Afghanistan. Un soldato in fuga (Armie Hammer) poggia inavvertitamente un piede su una mina antiuomo. Con il rischio di saltare in aria, come un suo compagno prima di lui, non può muoversi: i soccorsi sono lontani due giorni e due notti, l’acqua è quasi finita e sopravvivere sembra una missione impossibile.

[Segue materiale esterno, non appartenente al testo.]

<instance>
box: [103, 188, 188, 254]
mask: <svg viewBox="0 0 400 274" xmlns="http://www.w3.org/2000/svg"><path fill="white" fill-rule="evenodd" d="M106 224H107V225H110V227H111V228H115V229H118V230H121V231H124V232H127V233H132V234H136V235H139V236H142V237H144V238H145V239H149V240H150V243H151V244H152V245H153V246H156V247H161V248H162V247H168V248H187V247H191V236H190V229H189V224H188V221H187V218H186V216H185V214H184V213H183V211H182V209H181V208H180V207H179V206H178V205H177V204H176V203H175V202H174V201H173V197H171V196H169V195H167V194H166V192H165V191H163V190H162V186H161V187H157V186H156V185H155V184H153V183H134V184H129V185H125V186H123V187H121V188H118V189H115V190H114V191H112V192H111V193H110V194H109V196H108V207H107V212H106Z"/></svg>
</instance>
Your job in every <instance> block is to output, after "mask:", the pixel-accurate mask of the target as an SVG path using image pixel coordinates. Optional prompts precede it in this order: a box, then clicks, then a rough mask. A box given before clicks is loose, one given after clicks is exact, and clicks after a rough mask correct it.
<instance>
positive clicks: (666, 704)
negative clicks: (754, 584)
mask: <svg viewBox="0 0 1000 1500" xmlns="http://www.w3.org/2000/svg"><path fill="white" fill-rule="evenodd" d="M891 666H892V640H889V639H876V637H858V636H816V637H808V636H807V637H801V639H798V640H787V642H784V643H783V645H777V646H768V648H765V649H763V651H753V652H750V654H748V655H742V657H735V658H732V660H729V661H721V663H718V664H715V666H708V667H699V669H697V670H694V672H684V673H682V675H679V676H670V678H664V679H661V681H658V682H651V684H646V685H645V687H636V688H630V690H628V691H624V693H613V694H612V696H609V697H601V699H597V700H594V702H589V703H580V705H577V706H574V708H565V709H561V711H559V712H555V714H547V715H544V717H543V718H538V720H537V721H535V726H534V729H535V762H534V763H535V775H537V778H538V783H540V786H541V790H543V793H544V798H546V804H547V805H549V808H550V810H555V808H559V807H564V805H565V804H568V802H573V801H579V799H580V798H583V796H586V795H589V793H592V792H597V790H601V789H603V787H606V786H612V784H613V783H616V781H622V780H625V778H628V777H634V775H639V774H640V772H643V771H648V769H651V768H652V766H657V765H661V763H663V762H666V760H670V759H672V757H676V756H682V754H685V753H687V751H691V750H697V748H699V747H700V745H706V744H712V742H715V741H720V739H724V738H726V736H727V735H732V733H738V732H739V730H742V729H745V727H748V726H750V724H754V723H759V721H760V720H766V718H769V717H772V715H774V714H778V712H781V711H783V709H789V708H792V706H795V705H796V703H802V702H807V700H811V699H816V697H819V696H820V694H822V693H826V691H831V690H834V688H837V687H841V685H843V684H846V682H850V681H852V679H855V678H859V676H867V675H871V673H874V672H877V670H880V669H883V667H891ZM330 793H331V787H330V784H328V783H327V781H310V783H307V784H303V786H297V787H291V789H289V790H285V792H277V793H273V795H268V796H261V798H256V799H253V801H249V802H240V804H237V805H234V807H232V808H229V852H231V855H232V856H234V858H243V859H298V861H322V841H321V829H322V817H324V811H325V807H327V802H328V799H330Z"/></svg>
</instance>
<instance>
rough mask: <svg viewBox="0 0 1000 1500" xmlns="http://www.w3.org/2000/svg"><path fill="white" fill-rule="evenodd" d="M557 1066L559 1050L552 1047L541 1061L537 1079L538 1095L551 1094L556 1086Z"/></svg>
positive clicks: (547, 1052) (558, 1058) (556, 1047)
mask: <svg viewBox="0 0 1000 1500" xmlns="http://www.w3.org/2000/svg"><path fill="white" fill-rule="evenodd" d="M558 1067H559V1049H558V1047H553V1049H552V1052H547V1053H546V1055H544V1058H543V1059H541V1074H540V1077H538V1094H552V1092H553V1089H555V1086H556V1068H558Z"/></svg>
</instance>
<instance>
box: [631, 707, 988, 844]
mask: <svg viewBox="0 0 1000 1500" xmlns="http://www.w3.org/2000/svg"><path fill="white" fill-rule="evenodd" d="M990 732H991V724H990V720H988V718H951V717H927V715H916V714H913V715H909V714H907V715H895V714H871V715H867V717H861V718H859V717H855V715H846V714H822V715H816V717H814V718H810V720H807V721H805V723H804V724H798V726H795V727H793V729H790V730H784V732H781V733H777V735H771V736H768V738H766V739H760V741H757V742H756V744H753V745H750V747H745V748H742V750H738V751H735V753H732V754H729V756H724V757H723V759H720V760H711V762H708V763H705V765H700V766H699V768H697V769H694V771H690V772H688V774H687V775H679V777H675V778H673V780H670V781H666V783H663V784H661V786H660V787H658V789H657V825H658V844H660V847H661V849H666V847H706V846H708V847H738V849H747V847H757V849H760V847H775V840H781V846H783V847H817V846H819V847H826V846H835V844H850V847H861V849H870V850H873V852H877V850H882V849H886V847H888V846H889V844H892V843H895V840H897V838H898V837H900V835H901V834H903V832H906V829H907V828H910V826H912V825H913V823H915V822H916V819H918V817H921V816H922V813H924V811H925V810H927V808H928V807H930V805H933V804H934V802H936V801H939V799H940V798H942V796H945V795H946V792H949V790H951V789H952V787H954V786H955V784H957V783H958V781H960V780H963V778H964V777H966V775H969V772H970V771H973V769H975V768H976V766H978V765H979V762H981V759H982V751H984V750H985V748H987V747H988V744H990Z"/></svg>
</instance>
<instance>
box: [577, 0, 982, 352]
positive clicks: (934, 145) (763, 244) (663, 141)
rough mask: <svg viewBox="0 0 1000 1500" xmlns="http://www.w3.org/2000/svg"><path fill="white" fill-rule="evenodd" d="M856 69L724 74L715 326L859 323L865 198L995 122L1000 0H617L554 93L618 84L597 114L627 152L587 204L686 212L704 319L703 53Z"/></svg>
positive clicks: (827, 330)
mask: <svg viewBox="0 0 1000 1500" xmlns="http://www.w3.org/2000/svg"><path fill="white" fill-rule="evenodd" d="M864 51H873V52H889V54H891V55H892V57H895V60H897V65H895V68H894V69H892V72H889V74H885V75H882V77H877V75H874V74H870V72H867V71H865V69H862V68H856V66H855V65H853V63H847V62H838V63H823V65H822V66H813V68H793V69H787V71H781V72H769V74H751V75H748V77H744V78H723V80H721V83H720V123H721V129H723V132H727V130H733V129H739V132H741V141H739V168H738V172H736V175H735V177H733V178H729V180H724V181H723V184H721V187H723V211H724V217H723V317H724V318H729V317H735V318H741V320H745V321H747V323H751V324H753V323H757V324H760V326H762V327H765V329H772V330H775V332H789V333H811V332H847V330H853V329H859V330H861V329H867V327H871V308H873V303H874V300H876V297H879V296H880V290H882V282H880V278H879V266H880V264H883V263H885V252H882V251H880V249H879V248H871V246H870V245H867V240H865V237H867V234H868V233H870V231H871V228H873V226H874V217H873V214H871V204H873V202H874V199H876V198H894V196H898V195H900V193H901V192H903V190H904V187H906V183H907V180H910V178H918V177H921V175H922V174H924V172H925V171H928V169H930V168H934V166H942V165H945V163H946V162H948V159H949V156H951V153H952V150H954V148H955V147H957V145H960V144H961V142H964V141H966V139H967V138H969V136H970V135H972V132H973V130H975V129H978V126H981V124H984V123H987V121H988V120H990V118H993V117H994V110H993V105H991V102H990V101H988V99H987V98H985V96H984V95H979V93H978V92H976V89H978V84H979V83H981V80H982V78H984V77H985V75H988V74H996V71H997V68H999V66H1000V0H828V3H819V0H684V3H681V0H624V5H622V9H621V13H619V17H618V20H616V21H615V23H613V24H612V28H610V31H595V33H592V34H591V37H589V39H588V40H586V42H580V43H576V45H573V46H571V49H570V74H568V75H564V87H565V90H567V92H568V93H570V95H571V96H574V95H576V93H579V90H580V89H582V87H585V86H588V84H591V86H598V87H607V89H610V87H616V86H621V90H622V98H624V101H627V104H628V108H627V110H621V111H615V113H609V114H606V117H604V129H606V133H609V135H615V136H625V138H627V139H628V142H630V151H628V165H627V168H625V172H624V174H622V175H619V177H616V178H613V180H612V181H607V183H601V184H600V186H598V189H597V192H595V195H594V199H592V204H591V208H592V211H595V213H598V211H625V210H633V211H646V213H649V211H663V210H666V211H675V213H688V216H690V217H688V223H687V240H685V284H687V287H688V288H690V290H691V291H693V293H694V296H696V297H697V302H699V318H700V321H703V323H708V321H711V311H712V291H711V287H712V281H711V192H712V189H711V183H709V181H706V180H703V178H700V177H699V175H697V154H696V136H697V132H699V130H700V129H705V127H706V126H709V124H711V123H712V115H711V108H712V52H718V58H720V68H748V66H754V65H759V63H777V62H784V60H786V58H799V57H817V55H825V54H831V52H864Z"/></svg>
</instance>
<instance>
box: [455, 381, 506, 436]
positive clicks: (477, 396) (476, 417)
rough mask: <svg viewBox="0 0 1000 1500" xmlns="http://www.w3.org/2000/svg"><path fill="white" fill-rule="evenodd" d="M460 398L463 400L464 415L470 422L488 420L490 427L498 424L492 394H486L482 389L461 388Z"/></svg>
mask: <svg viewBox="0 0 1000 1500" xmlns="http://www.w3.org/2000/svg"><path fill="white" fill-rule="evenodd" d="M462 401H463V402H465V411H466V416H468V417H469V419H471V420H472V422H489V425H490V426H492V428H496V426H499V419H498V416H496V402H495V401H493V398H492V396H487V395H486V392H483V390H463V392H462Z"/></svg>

Esordio al lungometraggio di due registi italiani, Fabio Guaglione (classe 1981) e Fabio Resinaro (classe 1980), che si sono fatti conoscere grazie al corto Afterville (2008) e sono stati finanziati per questa opera prima dall’inglese Peter Safran, già produttore di Buried – Sepolto (2010). Ed è proprio con il film di Rodrigo Cortés che Mine ha diverse cose in comune: lì un uomo che si risvegliava in una bara, qui un soldato che non può muoversi. Spunto indubbiamente suggestivo: la prima parte regge bene, la tensione si mantiene alta e il montaggio appare funzionale. Peccato però che la lunghezza eccessiva renda il tutto ridondante e prolisso, facendo perdere buona parte della forza delle battute iniziali. Incisive, in ogni caso, le sequenze notturne, mentre sono spesso forzati i flashback che ci raccontano il passato del protagonista, un uomo che la vita aveva già messo in ginocchio prima che arrivasse in Afghanistan. Ne risulta un esordio indubbiamente interessante e inusuale ma, con alcuni accorgimenti narrativi e qualche taglio in più, l'esito sarebbe stato ancor più felice.